Augustine’s Italian Village (Augustine’s Pizza)
- Company type: Private
- Industry: Frozen Food
- Founded: New Castle, Pennsylvania, United States (1957)
- Headquarters: New Castle, Pennsylvania, United States
- Area served: Pennsylvania, Ohio
- Products: Frozen Pizza, Bread
- Website: www.AugustinesPizza.com

= Augustine's Pizza =

Frozen food company in Pennsylvania, US

Augustine's Italian Village, Inc. is a regional frozen food company located in New Castle, Pennsylvania, United States, part of the Pittsburgh metropolitan area. Augustine's Frozen Pizza can be found in Grocery and convenience stores throughout western Pennsylvania and eastern Ohio.

==History==

Augustine's Italian Village was started in 1957. The original site was 1909 E. Washington Street in New Castle, Pennsylvania (across from Cascade Park). Augustine's Italian Village then moved to 833 E. Lutton Street, New Castle, Pennsylvania, in 1960. On November 8, 2015, Augustine's Italian Village had a fire and lost everything. They reopened and move to 427 Commerce Avenue, which is now their current location.

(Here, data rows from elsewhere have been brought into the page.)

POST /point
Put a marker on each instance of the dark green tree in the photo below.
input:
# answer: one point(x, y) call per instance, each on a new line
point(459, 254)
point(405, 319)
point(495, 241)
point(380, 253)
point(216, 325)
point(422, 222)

Since the fire, Augustine's Italian Village no longer has a take out restaurant.

==Products==

Augustine's Pizza manufactures six products for grocery stores, convenience stores, restaurants, schools, and concession stands. They are a 12" plain (grated Parmesan cheese) pizza, a 12" mozzarella cheese pizza, a 7" mozzarella cheese "Stadium" pizza, Syrian bread, spinach and cheese calzone, pepperoni and cheese calzone, and pizza shells.

==Advertising and sponsorship==

Beginning in the spring of 2011 Augustine's Pizza was contracted to supply Aramark concessions at PNC Park in Pittsburgh, Pennsylvania, the home of the Pittsburgh Pirates of Major League Baseball. On August 19, 2011, Augustine's Pizza sponsored a free T-shirt giveaway promotion at PNC Park, which featured Pirates centerfielder Andrew McCutchen on the front of the shirt, and the Augustine's Pizza logo on the back.